Easy Healthy Dinner Recipes
Looking for some easy health dinner recipes for weeknights or a weekend in? Cooking for yourself allows you to control the ingredients you use as well as the calorie and fat content of your meals. Eating healthy doesn't have to mean a life of salads with grilled chicken. Try out these easy, healthy dinner recipes that taste just as good as their high-fat, high-calorie versions.
1. Turkey Chili
Turkey is lower in saturated fat than beef, and with all the chili spices in this dish you won't taste the difference. The addition of fresh onion and bell pepper makes for a chunkier chili while sneaking some extra veggies into your diet.
Ingredients:
- 1 tbsp. olive oil
- 1 large onion
- 1 large bell pepper
- 1 lb. ground turkey
- Salt and pepper
- 2 cloves garlic
- Chili seasoning packet
- 1 (14 oz.) can diced tomatoes
- 1 (14 oz.) can crushed tomatoes
- 1 (14 oz.) can white beans
- Coarsely chop the onion and pepper and crush or chop the garlic cloves.
- Heat the olive oil in a stock pot over medium-high heat. Add the onion, pepper, garlic, ground turkey and a pinch of salt and pepper to the pot. Cook, stirring frequently until the turkey is browned and the onion begins to become translucent.
- Stir in the seasoning packet, then pour in the tomatoes and beans. Reduce to a simmer and cook for at least 30 minutes and up to two hours to allow the flavors to come together. Serve with a sprinkle of low-fat shredded cheddar cheese or non-fat sour cream if desired.
2. Fettuccine with Veggies & Light Alfredo Sauce
This recipe requires a large pot, small saucepan and large skillet, so it might sound complicated, but in fact it's very simple. It can be put together in minutes, tastes just as good as regular Alfredo sauce and packs a variety of healthy veggies. If you're making this for one or two people you'll have plenty of leftovers and it tastes great reheated!

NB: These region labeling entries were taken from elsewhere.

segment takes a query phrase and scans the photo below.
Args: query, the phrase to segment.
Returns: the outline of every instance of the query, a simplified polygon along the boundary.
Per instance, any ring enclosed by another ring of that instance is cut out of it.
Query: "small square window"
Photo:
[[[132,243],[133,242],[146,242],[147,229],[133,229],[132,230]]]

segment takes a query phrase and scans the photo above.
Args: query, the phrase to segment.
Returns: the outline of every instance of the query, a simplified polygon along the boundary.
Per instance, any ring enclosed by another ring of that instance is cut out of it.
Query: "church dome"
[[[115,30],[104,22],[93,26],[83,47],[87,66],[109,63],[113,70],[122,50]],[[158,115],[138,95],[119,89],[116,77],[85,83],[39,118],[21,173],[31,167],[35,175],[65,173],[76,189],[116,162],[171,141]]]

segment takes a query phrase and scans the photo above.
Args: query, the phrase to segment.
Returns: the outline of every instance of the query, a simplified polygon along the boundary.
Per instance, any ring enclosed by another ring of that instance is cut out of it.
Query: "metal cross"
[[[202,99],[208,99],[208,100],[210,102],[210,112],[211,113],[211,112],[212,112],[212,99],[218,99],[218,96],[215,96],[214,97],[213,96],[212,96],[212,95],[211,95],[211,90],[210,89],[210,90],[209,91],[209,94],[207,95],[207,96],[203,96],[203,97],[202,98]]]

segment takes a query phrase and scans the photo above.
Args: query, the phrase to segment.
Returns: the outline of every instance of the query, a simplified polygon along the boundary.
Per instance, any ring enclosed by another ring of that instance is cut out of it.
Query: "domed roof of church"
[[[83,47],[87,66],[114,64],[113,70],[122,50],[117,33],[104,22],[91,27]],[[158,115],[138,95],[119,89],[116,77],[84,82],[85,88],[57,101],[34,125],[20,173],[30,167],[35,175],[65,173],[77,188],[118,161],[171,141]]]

- 1 package Fettuccine (regular or whole-wheat)
- 2 tbsp. butter
- 2 tbsp. flour
- 3 cups 2% milk
- 1/4 cup shredded Parmesan cheese
- Salt and pepper
- 1 tbsp. olive oil
- 3 cups vegetables such as broccoli, bell peppers, mushrooms or asparagus
- 2 cloves crushed garlic
- One cooked and shredded chicken breast
- 1.4 cup chopped sun-dried tomatoes
- Fill a large pot with water and bring to a boil over high heat. Add the Fettuccine to the pot of water and cook according to package directions.
- Melt the butter over medium-low heat in a small saucepan. When melted, add the flour and whisk until smooth. Slowly pour in the milk, then season with salt and pepper. Cook for ten minutes, whisking occasionally, then add the cheese. Turn off the heat.
- While the sauce is cooking, heat a large skillet over medium-high heat. Add the olive oil, then the vegetables and garlic. Cook until veggies are tender, then add the chicken breast and sun-dried tomatoes. Cook for two more minutes, then add the cooked Fettuccine and the Alfredo sauce to the pan with the vegetables. Mix well and serve.